- Active: 1859–1908
- Country: United Kingdom
- Branch: Volunteer Force
- Type: Artillery Volunteer Corps
- Role: Garrison Artillery
- Garrison/HQ: Banff

Commanders
- Colonel of the Regiment: Alexander Duff, 1st Duke of Fife

= 1st Banffshire Artillery Volunteers =

The 1st Banffshire Artillery Volunteers was a part-time unit of the British Army's Royal Artillery founded in Banffshire in Scotland in 1859. Through various reorganisations it served as auxiliary garrison artillery until 1908.

==Volunteer Force==
The enthusiasm for the Volunteer movement following an invasion scare in 1859 saw the creation of many Rifle and Artillery Volunteer Corps composed of part-time soldiers eager to supplement the Regular British Army in time of need. By 1861 five Artillery Volunteer Corps (AVCs) had been formed in Banffshire:
- 1st (Macduff) Banffshire AVC formed before October 1859, originally as a subdivision, became a full battery 27 March 1860
- 2nd (Banff) Banffshire AVC formed on 29 December 1859, originally numbered 1st
- 3rd (Banff) Banffshire AVC formed on 5 April 1860; absorbed into 2nd AVC in 1864
- 4th (Portsoy) Banffshire AVC formed on 8 October 1860
- 5th (Cullen) Banffshire AVC formed on 18 February 1861

On 22 October 1861, these units were brought together into the 1st Administrative Brigade, Banffshire Artillery Volunteers, with its headquarters (HQ) at Banff. In 1863, the brigade was joined by the 1st Elgin AVC, which had been formed at Lossiemouth in Elginshire on 26 March 1860. A 2nd Elgin AVC was formed at Burghead on 16 October 1872 and was also included in the 1st Banff Admin Brigade. On 13 November 1875, a new 3rd Banffshire AVC was formed at Gardenstown to replace the unit disbanded in 1864.

===Reorganisation===
In December 1876, the artillery volunteers in North East Scotland were reorganised. The five Banff units joined the 1st Aberdeenshire Administrative Brigade and the two Elgin units joined the 1st Inverness-shire Administrative Brigade.

When the administrative brigades were consolidated in May 1880, the Banffshire AVCs were included in the new 1st Aberdeenshire AVC as Nos 9–13 Batteries.
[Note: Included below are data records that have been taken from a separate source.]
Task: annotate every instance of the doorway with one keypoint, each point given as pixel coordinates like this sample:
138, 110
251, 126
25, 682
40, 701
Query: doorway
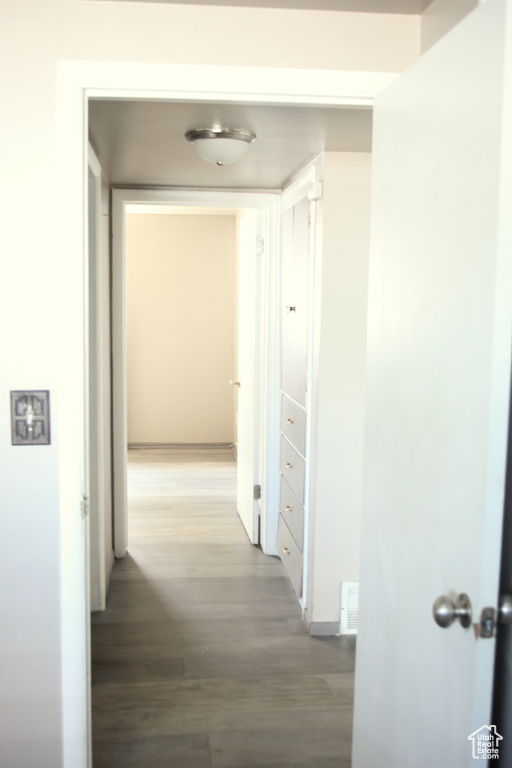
113, 80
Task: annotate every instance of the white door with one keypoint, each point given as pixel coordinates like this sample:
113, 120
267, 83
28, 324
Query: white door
248, 372
437, 399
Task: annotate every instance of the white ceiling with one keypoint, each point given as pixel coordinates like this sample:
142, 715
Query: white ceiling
363, 6
143, 143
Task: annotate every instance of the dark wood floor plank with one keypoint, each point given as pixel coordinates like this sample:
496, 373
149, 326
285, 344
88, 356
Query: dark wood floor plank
201, 659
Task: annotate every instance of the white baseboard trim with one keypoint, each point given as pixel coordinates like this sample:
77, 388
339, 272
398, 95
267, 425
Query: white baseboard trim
144, 446
321, 628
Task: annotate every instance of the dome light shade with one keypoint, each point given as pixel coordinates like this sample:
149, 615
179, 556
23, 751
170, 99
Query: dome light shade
220, 145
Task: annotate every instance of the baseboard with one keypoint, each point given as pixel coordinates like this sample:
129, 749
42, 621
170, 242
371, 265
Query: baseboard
321, 628
144, 446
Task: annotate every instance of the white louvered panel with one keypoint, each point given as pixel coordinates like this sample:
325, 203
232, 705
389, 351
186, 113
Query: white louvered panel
349, 607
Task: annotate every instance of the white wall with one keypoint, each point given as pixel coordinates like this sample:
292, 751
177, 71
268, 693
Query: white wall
440, 17
340, 371
100, 442
180, 316
41, 696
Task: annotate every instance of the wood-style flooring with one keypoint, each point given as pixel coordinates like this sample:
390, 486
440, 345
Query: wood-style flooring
201, 659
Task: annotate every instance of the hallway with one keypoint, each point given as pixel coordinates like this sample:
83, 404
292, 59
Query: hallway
201, 659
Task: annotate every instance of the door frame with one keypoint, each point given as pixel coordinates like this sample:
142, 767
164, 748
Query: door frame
76, 82
267, 381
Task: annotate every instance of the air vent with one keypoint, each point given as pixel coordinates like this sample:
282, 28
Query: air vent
349, 607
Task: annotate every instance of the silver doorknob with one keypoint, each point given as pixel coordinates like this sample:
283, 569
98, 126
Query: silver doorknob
505, 609
446, 611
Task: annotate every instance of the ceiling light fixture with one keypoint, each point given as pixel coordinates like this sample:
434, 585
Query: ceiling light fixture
220, 145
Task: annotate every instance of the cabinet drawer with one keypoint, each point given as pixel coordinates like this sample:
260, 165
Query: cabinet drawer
293, 469
293, 424
292, 512
291, 556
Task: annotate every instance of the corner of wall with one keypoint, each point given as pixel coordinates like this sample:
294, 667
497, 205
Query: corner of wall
440, 17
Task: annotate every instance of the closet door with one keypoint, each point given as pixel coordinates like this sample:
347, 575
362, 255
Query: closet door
294, 344
295, 300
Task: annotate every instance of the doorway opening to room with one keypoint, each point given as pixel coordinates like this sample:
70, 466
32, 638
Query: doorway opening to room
354, 127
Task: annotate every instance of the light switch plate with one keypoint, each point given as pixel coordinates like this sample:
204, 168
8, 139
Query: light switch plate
30, 417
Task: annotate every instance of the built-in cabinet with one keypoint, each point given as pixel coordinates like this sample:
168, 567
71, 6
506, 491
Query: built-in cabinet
294, 359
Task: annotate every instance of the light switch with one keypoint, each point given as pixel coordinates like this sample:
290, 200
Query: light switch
30, 417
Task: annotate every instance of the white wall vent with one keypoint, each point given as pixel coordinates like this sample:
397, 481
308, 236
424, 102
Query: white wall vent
349, 607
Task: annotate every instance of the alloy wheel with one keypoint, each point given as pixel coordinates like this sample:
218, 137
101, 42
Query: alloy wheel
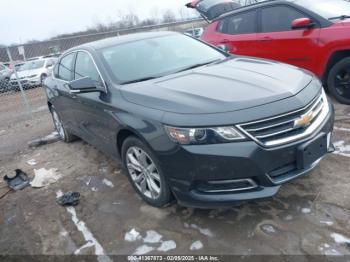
143, 172
58, 124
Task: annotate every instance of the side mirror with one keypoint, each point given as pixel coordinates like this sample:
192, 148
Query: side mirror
83, 85
223, 47
302, 23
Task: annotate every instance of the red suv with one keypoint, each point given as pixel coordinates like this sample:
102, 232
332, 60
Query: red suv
312, 34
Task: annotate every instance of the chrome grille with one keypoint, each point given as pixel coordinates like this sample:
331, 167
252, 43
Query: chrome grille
286, 128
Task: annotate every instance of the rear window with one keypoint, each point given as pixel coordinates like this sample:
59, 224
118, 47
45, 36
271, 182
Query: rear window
244, 23
279, 18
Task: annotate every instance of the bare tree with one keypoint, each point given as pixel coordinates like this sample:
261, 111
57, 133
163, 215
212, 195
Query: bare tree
168, 16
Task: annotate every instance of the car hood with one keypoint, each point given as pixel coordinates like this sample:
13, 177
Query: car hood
236, 84
26, 73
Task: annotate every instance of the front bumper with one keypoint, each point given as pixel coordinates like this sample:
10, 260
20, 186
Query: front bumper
201, 176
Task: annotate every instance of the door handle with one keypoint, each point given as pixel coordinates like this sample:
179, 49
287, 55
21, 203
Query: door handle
265, 39
224, 41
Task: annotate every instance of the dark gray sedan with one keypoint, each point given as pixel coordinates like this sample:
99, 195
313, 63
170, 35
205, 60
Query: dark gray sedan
189, 121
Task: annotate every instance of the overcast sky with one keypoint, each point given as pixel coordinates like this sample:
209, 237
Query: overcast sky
23, 20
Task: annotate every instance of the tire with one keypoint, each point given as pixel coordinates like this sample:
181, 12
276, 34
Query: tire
145, 184
339, 81
65, 135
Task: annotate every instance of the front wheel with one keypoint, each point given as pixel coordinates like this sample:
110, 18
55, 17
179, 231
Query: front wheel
144, 173
339, 81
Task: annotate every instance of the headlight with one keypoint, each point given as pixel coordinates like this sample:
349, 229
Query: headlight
208, 135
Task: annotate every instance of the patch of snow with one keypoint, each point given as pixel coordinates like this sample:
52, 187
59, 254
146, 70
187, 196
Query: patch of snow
53, 135
204, 231
306, 210
132, 235
44, 177
196, 245
340, 239
88, 244
167, 246
152, 237
108, 183
31, 162
288, 218
269, 229
328, 223
88, 236
142, 250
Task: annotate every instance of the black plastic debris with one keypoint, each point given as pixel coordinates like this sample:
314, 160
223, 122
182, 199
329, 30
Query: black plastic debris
69, 199
19, 181
52, 138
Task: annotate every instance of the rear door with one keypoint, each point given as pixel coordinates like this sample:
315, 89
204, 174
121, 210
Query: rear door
238, 33
278, 41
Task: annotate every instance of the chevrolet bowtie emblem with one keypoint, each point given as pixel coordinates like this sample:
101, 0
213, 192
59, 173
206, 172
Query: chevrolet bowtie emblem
304, 120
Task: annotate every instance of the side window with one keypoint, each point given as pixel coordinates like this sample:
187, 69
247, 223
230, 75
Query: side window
278, 18
84, 66
244, 23
65, 68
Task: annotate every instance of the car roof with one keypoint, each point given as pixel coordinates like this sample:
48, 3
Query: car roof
254, 6
100, 44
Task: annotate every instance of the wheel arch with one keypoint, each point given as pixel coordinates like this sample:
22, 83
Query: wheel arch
334, 58
123, 134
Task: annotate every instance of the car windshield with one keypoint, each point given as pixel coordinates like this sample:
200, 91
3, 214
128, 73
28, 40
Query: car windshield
156, 57
32, 65
329, 9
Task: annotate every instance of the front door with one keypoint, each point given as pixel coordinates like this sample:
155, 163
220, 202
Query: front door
94, 119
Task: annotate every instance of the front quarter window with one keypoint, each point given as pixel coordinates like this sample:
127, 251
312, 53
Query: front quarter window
65, 69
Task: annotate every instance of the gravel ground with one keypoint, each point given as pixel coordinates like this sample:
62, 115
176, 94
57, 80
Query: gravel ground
310, 215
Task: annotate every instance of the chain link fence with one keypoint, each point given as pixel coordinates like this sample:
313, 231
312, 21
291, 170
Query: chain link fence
23, 68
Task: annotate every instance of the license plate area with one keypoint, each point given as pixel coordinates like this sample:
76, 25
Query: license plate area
311, 151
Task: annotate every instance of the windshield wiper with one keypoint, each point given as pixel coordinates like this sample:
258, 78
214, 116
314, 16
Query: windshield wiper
140, 80
341, 17
184, 69
198, 65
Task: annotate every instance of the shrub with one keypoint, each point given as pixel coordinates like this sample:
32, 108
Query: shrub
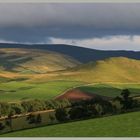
61, 114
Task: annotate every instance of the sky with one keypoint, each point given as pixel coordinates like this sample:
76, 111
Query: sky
104, 26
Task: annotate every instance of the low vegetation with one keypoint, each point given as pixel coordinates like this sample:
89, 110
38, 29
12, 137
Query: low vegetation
124, 125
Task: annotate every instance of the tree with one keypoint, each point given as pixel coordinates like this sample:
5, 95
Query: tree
2, 126
38, 119
31, 119
9, 120
52, 118
61, 114
127, 101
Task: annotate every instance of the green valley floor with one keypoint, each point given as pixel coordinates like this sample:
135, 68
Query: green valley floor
124, 125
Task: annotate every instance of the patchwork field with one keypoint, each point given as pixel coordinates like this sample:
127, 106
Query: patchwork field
16, 91
125, 125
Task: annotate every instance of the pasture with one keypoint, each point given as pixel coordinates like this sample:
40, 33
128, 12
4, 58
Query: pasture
16, 91
124, 125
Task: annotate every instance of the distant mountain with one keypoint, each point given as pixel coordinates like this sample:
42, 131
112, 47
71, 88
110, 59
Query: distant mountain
115, 69
34, 60
79, 53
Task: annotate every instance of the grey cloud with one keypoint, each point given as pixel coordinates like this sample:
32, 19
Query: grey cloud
38, 22
97, 16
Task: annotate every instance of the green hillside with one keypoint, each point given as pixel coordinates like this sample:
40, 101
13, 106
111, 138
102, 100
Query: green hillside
115, 69
125, 125
33, 61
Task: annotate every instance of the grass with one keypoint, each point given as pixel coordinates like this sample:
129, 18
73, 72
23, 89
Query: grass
15, 91
125, 125
115, 69
110, 90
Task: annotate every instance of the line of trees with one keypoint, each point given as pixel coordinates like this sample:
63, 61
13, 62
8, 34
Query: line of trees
10, 109
97, 107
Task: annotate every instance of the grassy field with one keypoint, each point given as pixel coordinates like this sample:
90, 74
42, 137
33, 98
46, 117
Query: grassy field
111, 90
15, 91
125, 125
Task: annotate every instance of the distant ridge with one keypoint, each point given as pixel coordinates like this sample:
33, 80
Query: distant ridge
79, 53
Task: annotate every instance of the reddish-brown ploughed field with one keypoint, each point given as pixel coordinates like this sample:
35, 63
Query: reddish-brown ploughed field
76, 94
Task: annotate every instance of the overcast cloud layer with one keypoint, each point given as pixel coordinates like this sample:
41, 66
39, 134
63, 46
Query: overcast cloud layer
100, 26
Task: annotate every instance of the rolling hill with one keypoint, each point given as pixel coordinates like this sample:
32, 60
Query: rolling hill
81, 54
124, 125
34, 60
115, 69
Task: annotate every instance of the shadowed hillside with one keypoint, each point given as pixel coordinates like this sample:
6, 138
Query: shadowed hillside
33, 60
79, 53
116, 69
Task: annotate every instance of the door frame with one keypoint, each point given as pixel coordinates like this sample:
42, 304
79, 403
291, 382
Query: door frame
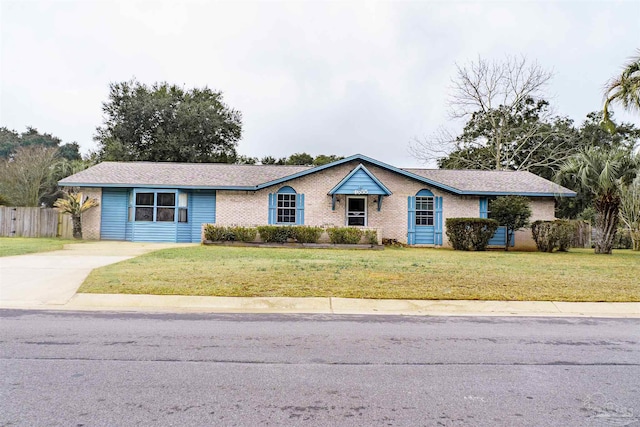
366, 213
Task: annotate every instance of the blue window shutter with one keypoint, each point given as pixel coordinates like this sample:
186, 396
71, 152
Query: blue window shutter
484, 207
300, 209
438, 231
272, 208
411, 233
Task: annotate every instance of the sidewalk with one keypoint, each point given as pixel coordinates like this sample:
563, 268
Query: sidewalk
348, 306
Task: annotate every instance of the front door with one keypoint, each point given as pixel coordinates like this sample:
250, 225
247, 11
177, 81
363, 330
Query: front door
357, 211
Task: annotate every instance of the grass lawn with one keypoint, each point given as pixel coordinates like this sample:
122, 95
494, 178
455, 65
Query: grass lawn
412, 273
28, 245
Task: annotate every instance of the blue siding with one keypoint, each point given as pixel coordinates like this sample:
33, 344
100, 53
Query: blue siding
425, 235
484, 207
202, 210
438, 221
113, 221
359, 181
148, 231
500, 237
411, 220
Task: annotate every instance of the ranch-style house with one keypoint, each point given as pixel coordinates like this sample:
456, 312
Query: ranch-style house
169, 202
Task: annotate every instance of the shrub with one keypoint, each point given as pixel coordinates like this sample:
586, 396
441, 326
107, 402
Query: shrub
623, 239
371, 236
242, 234
551, 235
306, 234
565, 230
220, 233
467, 234
274, 233
344, 235
215, 233
513, 212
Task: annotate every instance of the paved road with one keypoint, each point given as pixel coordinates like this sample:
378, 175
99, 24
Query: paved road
107, 369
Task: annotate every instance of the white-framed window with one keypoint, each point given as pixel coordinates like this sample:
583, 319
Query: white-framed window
286, 208
158, 206
424, 210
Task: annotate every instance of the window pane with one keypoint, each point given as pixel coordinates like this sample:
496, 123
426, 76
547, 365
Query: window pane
166, 199
144, 214
182, 215
166, 214
145, 199
286, 212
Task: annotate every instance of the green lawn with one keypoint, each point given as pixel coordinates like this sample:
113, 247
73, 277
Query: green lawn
412, 273
28, 245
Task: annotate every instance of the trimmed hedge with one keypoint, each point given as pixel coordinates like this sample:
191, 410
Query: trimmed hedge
275, 233
218, 233
306, 234
344, 235
371, 236
282, 234
552, 235
467, 234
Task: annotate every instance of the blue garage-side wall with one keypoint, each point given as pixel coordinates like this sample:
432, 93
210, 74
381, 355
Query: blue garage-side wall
202, 210
113, 221
500, 236
115, 224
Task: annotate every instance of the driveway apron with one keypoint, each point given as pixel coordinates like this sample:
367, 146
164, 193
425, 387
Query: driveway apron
52, 278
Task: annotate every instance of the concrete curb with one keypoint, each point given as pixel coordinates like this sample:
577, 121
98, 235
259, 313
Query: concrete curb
331, 305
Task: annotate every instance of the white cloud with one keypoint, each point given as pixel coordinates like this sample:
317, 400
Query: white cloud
320, 77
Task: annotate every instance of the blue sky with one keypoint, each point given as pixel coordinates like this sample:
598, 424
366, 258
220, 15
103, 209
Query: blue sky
321, 77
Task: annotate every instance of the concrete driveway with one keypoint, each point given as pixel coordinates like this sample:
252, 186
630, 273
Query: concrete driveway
52, 278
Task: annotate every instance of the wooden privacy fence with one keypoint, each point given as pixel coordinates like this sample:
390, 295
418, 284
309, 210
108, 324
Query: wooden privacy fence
34, 222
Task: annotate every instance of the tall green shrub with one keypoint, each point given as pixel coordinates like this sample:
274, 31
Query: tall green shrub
275, 233
467, 234
552, 235
344, 235
306, 234
512, 212
215, 233
243, 234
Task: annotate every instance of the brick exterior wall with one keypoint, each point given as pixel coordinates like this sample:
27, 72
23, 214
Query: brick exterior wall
250, 208
91, 218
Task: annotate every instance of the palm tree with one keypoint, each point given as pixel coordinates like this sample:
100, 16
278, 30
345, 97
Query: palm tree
75, 205
603, 172
624, 89
630, 211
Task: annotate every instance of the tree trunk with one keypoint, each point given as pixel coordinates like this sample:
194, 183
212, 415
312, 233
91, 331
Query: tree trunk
606, 223
77, 226
635, 238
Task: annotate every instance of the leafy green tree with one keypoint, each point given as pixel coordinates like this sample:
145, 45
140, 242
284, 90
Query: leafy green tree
28, 176
624, 89
246, 160
268, 160
303, 159
630, 210
511, 212
324, 159
10, 141
165, 123
591, 134
75, 205
603, 172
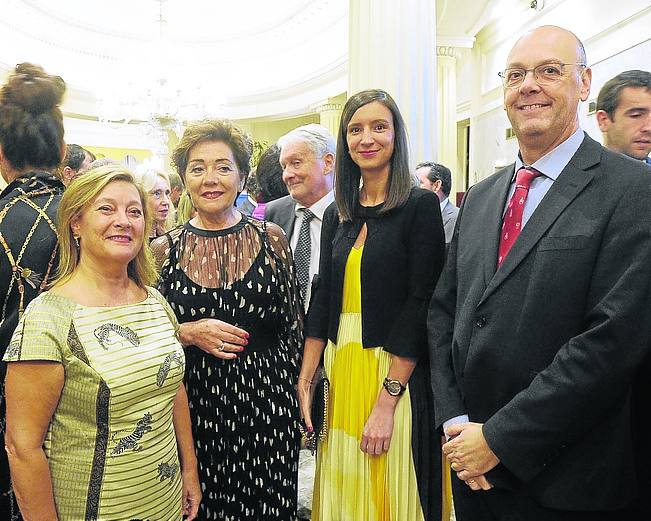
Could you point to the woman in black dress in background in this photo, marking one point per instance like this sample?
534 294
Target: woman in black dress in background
230 282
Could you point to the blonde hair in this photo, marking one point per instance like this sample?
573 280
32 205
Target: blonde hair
77 197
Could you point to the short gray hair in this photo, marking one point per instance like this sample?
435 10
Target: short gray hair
316 136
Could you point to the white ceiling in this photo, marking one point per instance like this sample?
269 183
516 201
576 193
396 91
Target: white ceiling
252 57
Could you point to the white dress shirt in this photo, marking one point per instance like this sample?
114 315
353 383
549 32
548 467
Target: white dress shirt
318 209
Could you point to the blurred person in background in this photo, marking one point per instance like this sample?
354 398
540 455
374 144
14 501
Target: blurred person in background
31 150
156 185
76 161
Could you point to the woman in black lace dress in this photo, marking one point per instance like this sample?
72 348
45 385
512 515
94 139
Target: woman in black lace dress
230 281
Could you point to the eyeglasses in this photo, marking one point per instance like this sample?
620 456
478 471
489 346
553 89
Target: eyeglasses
544 74
159 194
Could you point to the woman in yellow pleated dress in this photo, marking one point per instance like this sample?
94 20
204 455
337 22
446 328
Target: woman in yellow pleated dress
382 249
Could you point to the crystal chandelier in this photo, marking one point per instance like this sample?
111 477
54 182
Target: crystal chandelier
148 94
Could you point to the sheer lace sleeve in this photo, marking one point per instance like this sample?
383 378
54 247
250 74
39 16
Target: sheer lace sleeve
290 295
161 247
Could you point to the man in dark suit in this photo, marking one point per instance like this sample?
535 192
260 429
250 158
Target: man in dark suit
437 178
540 318
624 114
307 156
624 117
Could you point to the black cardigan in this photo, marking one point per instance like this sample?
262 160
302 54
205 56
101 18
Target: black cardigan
403 257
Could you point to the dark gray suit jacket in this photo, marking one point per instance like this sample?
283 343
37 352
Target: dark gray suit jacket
542 351
282 212
449 215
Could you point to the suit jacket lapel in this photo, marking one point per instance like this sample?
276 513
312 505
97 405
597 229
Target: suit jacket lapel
492 221
571 181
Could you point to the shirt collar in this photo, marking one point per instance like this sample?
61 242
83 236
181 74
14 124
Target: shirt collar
554 161
318 208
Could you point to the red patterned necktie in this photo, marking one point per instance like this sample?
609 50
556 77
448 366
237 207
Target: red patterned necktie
512 224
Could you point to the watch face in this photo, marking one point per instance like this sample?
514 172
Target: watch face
394 388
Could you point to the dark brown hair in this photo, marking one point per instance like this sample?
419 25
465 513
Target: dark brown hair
347 173
31 123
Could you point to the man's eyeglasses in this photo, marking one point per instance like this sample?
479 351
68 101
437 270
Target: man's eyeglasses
544 74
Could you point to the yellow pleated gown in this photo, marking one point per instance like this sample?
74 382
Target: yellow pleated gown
351 485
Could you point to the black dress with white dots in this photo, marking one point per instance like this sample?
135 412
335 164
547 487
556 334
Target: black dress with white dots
244 411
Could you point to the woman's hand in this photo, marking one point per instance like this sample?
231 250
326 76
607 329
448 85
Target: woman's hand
376 437
191 494
304 392
215 337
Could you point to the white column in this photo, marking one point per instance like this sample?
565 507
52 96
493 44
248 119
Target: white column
329 116
392 47
446 73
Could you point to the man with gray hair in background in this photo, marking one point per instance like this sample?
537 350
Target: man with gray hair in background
438 179
307 157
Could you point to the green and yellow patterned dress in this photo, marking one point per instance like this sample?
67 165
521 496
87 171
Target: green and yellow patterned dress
111 444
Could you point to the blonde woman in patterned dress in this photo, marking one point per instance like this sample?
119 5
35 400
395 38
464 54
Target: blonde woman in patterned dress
98 426
230 281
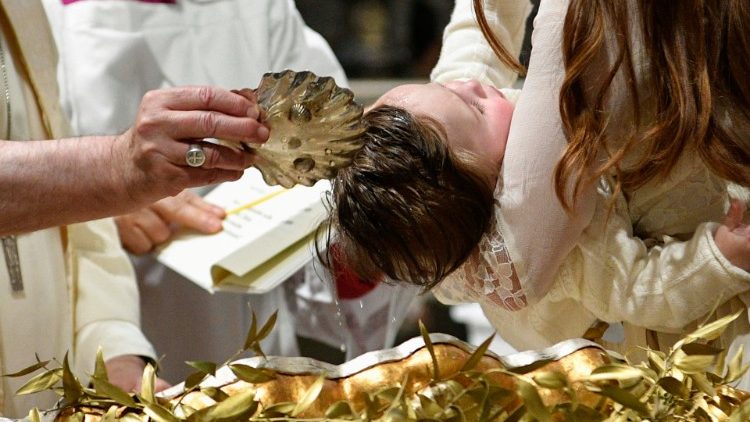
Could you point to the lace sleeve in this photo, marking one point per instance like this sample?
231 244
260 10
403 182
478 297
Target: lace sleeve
487 276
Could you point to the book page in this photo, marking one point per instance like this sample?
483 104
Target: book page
267 236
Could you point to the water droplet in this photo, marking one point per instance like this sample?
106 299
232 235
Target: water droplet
304 164
299 113
293 143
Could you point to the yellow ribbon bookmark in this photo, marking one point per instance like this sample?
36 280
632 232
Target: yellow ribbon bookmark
258 201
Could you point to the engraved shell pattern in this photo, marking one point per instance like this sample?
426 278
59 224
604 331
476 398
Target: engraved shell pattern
315 128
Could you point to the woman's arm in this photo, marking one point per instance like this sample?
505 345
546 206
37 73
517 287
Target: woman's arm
618 277
467 55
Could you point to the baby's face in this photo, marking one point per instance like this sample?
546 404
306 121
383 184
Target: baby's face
476 117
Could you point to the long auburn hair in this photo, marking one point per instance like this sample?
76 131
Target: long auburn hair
697 56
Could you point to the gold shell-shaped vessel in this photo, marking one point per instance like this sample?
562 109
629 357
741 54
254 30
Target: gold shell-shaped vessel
315 128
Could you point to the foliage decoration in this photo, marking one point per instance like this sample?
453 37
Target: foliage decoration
690 382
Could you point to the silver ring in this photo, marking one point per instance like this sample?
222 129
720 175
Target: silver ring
195 156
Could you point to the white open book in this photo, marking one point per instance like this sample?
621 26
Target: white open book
268 235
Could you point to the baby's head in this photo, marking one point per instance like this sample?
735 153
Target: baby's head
418 197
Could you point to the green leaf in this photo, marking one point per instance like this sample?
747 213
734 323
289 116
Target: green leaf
216 394
194 379
624 398
237 407
112 391
735 370
34 415
533 402
395 415
475 357
615 372
159 413
27 370
656 361
309 397
551 379
714 329
100 369
692 364
742 413
388 394
203 366
267 327
431 349
429 407
41 382
340 410
252 333
147 384
131 417
703 384
700 349
252 375
71 386
674 387
111 415
283 408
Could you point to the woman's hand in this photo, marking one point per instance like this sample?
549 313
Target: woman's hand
143 230
126 372
733 237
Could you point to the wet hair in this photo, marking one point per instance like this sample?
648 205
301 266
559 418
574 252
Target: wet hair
408 207
697 56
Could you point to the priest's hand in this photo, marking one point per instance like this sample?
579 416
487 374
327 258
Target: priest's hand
126 372
152 158
143 230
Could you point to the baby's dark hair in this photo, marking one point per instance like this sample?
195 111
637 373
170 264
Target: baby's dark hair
408 207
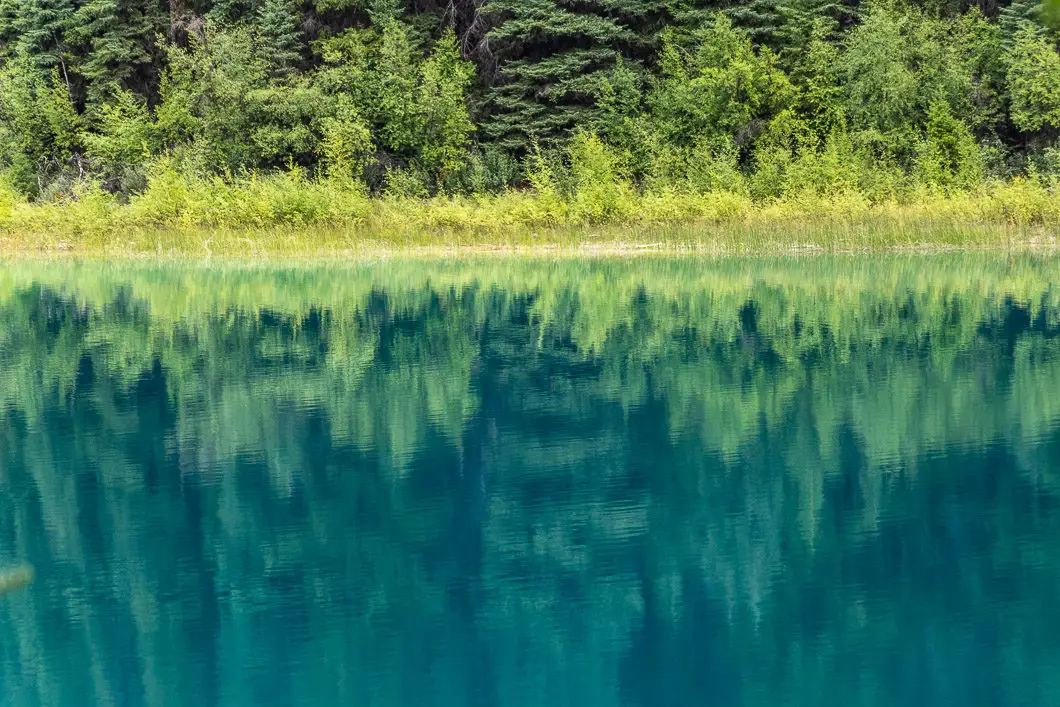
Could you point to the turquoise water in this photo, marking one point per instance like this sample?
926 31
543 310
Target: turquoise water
816 481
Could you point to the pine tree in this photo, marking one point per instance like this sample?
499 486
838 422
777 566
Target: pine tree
119 39
280 33
551 59
787 25
1020 15
37 29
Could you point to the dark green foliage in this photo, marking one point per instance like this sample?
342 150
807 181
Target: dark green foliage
551 58
118 39
452 95
280 34
36 29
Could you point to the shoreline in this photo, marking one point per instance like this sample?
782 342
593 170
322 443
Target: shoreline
789 239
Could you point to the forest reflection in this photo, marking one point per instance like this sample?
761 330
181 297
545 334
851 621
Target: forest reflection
517 482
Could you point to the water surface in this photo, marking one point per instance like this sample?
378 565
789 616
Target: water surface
648 482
However, in May 1882, they were withdrawn, together with two Aberdeenshire batteries and the Lossiemouth battery from Elgin, to form the 1st Banffshire AVC with the subtitle 'Aberdeen, Banff and Elgin', and the following organisation:
- HQ at 6 Castle Street, Banff
- No 1 Battery at Macduff – former 1st Banff
- No 2 Battery at Banff – former 2nd Banff
- No 3 Battery at Gardenstown – former 3rd Banff; disbanded 1904
- No 4 Battery at Portsoy – former 4th Banff
- No 5 Battery at Cullen – former 5th Banff
- No 6 Battery at Peterhead – former 1st Aberdeenshire
- No 7 Battery at Fraserburgh – former 5th Aberdeenshire
- No 8 Battery at Lossiemouth – former 1st Elgin

The unit carried out its annual practice camp at Barry Buddon, and had five carbine ranges near company HQs.

===Royal Garrison Artillery===
In 1882, all the AVCs were affiliated to one of the territorial garrison divisions of the Royal Artillery (RA) and the 1st Banffshire AVC became part of the Scottish Division. In 1889 the structure was altered, and the corps joined the Southern Division. In 1899, the RA was divided into separate field and garrison branches, and the artillery volunteers were all assigned to the Royal Garrison Artillery (RGA). When the divisional structure was abolished the unit titles were changed on 1 January 1902, the Banff unit becoming the 1st Banffshire Royal Garrison Artillery (Volunteers).

==Territorial Force==
When the Volunteers were subsumed into the new Territorial Force (TF) under the Haldane Reforms of 1908, the personnel of the 1st Banffshire and most of the 1st Aberdeenshire RGA (V) were combined to form a new I (or 1st) Highland Brigade, Royal Field Artillery. The new unit included a Banffshire Battery and the Banffshire Small Arms Ammunition Section of the Brigade Ammunition Column. However, the Banffshire Battery was disbanded in 1911 and replaced by another Aberdeen Battery.

==Uniforms and insignia==
The original five Banff AVCs wore a uniform that closely followed that of the Royal Artillery, except that white/silver lace was worn in place of yellow/gold. After 1882 the 1st Banff AVC was one of the few Scottish artillery corps to have a Pipe band, which wore the Duff tartan of its Honorary Colonel.

==Commanding officers==
The Commanding Officers (COs) of the unit were:
- J. Cruikshank, Major 22 October 1861, Lieutenant-Colonel 14 August 1863
- Lt-Col James Moir, 29 December 1865
- Lt-Col Francis W. Garden-Campbell, former Lieutenant in the Scots Fusilier Guards, 8 November 1873; on amalgamation with the 1st Aberdeen Admin Brigade he was appointed second Lt-Col of that unit, resuming command of the 1st Banff AVC when it became independent again
- Lt-Col Patrick Jamieson, VD, 7 October 1893
- Vacancy from 1896
- Lt-Col Charles G. Masson, 18 April 1900
- Lt-Col John James George, VD, 18 April 1907

==Honorary Colonel==
Alexander Duff, Earl of Fife (later the 1st Duke of Fife, KT, GCVO, VD), was appointed Honorary Colonel of the unit on 15 March 1884.